Some 3,000 Indian police and troops have arrested hundreds of  people in Orissa, where religious violence in this eastern Indian city has left dozens dead, and over 20,000 people (mainly Christians) chased from their homes by Hindu radicals. The army has been ordered in and told to shoot Hindu rioters and looters, and do whatever it takes to stop the violence. This has not completely shut down the murderous Hindu mobs. The government has promised to shut down the anti-Christian groups, and will do so, eventually. But despite Maoists admitting it was they (and not Christians) who killed a local Hindu leader two months ago, the violence continues. That's because many Hindu radicals see the both the Christians and atheist Maoists as foreign and "un-Indian" influences that must be destroyed. But both the Christians and Maoists bring hope to people at the bottom of the Hindu society, and that makes some radical Hindu politicians very angry.

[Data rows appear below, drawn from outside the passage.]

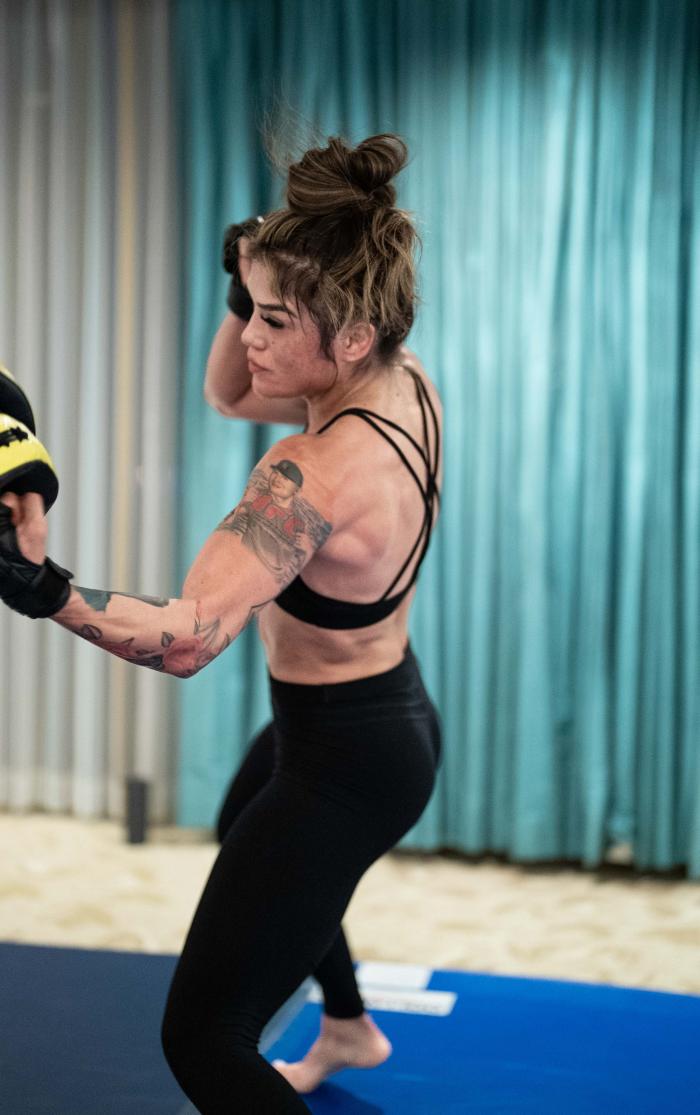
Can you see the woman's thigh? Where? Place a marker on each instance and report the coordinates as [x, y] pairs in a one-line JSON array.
[[270, 910], [254, 773]]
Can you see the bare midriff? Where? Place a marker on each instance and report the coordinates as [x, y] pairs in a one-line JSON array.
[[309, 655]]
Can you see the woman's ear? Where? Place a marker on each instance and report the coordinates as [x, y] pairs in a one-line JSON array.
[[356, 341]]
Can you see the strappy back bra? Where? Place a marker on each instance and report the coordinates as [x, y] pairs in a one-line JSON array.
[[310, 607]]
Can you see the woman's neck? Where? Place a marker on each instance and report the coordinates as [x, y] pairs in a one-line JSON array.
[[368, 388]]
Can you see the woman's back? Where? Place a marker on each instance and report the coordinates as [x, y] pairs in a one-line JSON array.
[[385, 520]]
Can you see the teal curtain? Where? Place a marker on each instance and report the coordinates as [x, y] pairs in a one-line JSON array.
[[556, 182]]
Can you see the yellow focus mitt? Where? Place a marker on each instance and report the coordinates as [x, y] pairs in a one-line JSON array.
[[25, 463]]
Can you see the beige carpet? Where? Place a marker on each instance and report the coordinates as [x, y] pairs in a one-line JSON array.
[[77, 883]]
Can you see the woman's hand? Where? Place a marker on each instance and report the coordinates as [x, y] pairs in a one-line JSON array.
[[29, 522]]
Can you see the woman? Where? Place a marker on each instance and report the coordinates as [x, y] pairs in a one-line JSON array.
[[348, 764]]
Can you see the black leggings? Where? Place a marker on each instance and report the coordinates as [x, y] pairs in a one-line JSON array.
[[338, 777]]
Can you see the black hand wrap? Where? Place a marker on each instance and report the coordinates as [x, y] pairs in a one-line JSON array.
[[237, 298], [32, 590]]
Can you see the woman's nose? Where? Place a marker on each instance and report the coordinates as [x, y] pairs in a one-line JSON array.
[[251, 337]]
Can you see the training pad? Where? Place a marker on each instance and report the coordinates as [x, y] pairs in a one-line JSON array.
[[80, 1036]]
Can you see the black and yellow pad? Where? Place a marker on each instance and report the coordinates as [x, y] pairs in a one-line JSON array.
[[25, 464], [13, 401]]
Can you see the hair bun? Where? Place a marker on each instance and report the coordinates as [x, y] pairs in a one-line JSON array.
[[340, 177]]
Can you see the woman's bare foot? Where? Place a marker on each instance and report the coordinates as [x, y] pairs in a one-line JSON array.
[[343, 1043]]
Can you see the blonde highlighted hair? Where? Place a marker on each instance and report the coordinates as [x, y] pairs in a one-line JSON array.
[[341, 248]]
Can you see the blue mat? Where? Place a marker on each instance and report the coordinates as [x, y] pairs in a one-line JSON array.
[[80, 1036]]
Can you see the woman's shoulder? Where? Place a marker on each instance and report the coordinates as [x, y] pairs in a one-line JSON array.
[[408, 359]]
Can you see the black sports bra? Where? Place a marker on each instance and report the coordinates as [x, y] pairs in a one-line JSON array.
[[303, 603]]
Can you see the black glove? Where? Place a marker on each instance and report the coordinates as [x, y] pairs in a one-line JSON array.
[[32, 590], [237, 299]]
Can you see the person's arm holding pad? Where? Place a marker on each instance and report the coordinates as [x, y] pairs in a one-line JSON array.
[[253, 554]]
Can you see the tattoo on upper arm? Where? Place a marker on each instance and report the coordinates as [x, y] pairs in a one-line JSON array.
[[275, 522], [98, 598]]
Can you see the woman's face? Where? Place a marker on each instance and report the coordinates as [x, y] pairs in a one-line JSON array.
[[283, 345]]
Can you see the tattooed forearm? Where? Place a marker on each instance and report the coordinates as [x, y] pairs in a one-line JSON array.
[[167, 636], [275, 522]]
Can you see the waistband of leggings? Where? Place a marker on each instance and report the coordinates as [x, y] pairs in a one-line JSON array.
[[376, 685]]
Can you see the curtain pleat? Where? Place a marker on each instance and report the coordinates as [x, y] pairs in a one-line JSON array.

October 14, 2008: In eastern India, police arrested four Maoist rebels and seized large cache of weapons and bomb making materials.

October 12, 2008: NATO forces fired on Taliban mortar crews just across the border in Waziristan, Pakistan, killing five men. U.S. UAVs continue finding and killing key al Qaeda and Taliban leaders inside Pakistan, especially Waziristan.  

October 11, 2008: In Pakistan, the Taliban are using kidnapping, murder and suicide bombings against the leadership of tribes, in an effort to terrorize the tribes into not joining the army in attacking the Taliban. Recent examples include the beheading of four tribal elders who refused to oppose attacking the Taliban, and a car bomb attack on a meeting of Alizai tribal elders (who were planning an attack on the Taliban along the Afghan border), while killed 30 and wounded a hundred.